The owners of a Rolls-Royce that has been rotting in a Sharjah parking lot for more than two years have said they are confident they will be able to get the car running again in the near future.
The owners of a Rolls-Royce that has been rotting in a Sharjah parking lot for more than two years have said they are confident they will be able to get the car running again in the near future.
Depak Nanjee, whose family jewellery company, Nanjee Parshotam, owns the vehicle, said the car had not been abandoned.
"Maybe next year we're going to drive it. Perhaps then my brother's son will get his driving licence and will be able to drive it," he said.
Nanjee said he and his two brothers had been approached by people who wanted to buy the British-built vehicle, but had rejected all advances.
"My brother is not ready to sell it. People have asked but we've said no.

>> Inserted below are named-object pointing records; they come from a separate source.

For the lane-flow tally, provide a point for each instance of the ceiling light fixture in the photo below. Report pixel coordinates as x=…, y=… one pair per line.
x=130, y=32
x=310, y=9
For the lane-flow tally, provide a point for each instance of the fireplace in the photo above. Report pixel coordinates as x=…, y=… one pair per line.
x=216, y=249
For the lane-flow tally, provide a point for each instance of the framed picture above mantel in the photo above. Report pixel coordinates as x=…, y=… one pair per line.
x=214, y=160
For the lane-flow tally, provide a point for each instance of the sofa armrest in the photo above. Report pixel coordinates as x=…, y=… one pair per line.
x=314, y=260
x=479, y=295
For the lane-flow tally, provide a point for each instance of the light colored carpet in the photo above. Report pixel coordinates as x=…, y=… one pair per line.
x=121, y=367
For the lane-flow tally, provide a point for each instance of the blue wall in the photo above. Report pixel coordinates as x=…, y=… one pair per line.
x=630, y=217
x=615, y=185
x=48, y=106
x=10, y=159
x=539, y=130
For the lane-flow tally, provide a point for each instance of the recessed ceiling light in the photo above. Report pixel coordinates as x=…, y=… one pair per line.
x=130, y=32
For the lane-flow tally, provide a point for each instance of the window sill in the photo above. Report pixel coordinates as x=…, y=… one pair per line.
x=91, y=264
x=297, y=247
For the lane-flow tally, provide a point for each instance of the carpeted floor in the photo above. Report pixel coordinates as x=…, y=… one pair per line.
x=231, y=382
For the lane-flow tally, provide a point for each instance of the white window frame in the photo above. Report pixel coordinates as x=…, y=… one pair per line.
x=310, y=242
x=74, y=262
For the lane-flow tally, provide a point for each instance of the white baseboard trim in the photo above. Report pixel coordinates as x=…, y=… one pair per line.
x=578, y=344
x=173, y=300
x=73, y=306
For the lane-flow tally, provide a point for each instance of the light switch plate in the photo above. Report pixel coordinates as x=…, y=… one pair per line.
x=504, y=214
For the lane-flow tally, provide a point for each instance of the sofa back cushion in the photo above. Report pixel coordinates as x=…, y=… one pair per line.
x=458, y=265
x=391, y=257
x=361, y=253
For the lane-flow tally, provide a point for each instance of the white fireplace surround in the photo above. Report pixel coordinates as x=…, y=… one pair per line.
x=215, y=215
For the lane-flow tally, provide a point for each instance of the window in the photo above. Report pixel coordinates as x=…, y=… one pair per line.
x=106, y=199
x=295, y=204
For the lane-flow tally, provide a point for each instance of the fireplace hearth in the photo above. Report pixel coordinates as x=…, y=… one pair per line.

"We don't drive it at the moment because we have a lot of other cars Porsche, Mercedes, Jaguar that are newer.
"I drove this car myself before and it was a good car but we don't like to drive it now."
He said the family bought the Rolls-Royce about a decade ago and left it in the parking lot between two and three years ago.
The car has a hubcap missing and only one windscreen wiper remains. Two of the white-rimmed tyres are going flat.
A wing mirror has been ripped off and the Dubai licence plate is "several years" out of date, according to police.
One of the few things that remains gleaming is the famous Spirit of Ecstasy mascot above the gigantic grille. But the flying lady looks painfully out of place on this heap of a car.
Frank Shaw, president of the Rolls-Royce Enthusiasts Club in England, said it was amazing how often the company's cars were just abandoned to their fate by owners who had had enough of them.
"You find them in the most amazing places. There was one Rolls-Royce that was used by Henry Royce himself, and that was found in a barn with a load of chickens it was a total wreck," he said.
Although he said he was "very sad" to hear what had happened to the car in Sharjah, Shaw said there was hope that it could survive.
"When they get abandoned, in a lot of cases it means somebody who would not normally be able to afford a Rolls-Royce gets the chance to own one. And sometimes after that they rebuild them," he told Gulf News from his home in Birmingham, England.
The car, which is thought to have been built about 20 years ago at the former Rolls-Royce production line in Crewe, England, has been left close to a roundabout near Sharjah's Central Market.